The Arbitrary Distinction Between Terrorism and Mass Shootings
These four weapons are believed to have been used by the the couple who killed 14 people and injured 21 others in the 2015 San Bernardino Shooting. (Photo is public domain)
One of the more significant storylines of the San Bernardino shootings is the storyline itself. Immediately following the shooting, speculation swirled as to whether or not this was terrorism akin to the Paris shootings, or a case of workplace violence. The meandering national discussion highlights a flaw in the terrorism discourse that exacerbates the field’s lack of reliable data and excessively parochial approach. Students of terrorism should pause to ask if there really is a substantive difference between terrorism and most mass shootings. Recent violent episodes such as the San Bernardino shooting, Boston bombing, and Fort Hood shooting highlight the somewhat arbitrary distinction we have made between terrorism and other episodes of mass violence.
Consider some of the common features used to define Terrorism. Terrorism is:
- Violent, or presents the threat of violence.
- Political in its motivations, and designed to send a message or impact policy.
- Dramatic, and designed to have broad psychological effects.
- Perpetrated by a sub-state actor.
Using the above criteria to examine recent events it is clear just how arbitrary the distinction is. The San Bernardino shooting was certainly violent and dramatic, but the perpetrators appear to have tried to cover their tracks rather than broadcast their political message. Even though the media has run with the perpetrator’s connection to IS, it still remains unclear if the event was equally motivated by workplace disputes. On the other hand, school shootings, like at Virginia Tech in 2007 or UC Santa Barbara in 2014, seem to fit the definition well even though they are not typically called terrorism. Both shootings were motivated by perceived social injustices, broadcast a manifesto, and designed to create fear through random violence.

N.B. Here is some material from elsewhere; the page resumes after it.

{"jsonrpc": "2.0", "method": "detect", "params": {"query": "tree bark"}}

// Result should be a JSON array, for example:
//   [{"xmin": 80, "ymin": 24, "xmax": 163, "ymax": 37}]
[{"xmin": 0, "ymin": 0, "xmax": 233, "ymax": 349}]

This is not necessarily to say that we should start calling all episodes of mass violence terrorism or that there is no distinction between terrorist organizations like al-Qaeda or individual shooters like Virginia Tech’s Seung-Hui Cho. Rather, this is to highlight the fundamental similarities between individuals who choose to engage in terrorism or mass violence. In both instances, individuals unhappy with the society express their grievances through theatrical violence. If there is any distinction to be had, it is that terrorists typically try to enact change from the state while mass shooters try to enact change from society at large. Yet, this distinction is not significant enough to warrant the development of parochial research and disparate diagnoses for strikingly similar phenomena. Mass shootings have largely resulted in discussions on mental health and gun control. Terrorism, on the other hand, has largely written off mental health as a causal variable and focuses instead on political grievances and the social circumstances that breed violence.
What is gained by rethinking the way we label political violence? For one, it introduces new data to the field of terrorism research. In 2014, Marc Sagemen published a piece called “The Stagnation in Terrorism Research.” One of the main causes for this, he argued was a general lack of data. An intrinsic obstacle of terrorism research is that it deals with sensitive information that cannot be freely released. However, as Max Taylor highlights, the unfortunate effect of this is that the state has essentially “asserted a monopoly over attempts to control and understand terrorism.” As a result, “the notion of the independent researcher seems far removed from this area,” and terrorism research often resembles consultancy work in the service of the state. Shedding terrorism’s pejorative and highly politicized label in favor of finding the commonality, rather than distinctions, with other forms of political violence could help alleviate this issue by increasing the field’s serviceable data.
Perhaps more significantly, it encourages more cross-disciplinary collaboration. Bifurcating terrorism and mass shootings as political and psychological problems respectively is reductionist. This is not to say that terrorism has entirely sequestered itself from other academic disciplines, but terrorism studies have overwhelmingly focused on risk factors at the societal, rather than the individual level. This is not entirely inappropriate. As Jessica Stern points out, it is difficult to make gross generalizations about why individuals engage in even the most basic of behaviors, such as falling in love or choosing a career path, let alone engage in terrorism. Yet, there is a clear deviation in the questions asked by terrorism scholars and the criminologists studying mass violence. While psychology is a staple in studies of mass shootings, meaningful engagements between terrorism and psychology are rare. However, of the somewhat sparse literature available, there is evidence that terrorism and psychological trauma are connected. Similarly, biosocial perspectives on terrorism are almost completely absent from the discipline and, in my experience, even stigmatized. It was largely a group of criminologists, not terrorism scholars, who published Evolutionary Psychology and Terrorism earlier this year.
Solving these issues and advancing terrorism studies is not as simple as changing the way we talk about the issue. However, language matters. Terrorism is a pejorative label that carries significant influence on the way we perceive certain events. The standard of “I know it when I see it” might work for the news cycle, but is not sufficient for more rigorous inquiry. Both policy makers and researchers would do well to broaden their scope when talking of terrorism.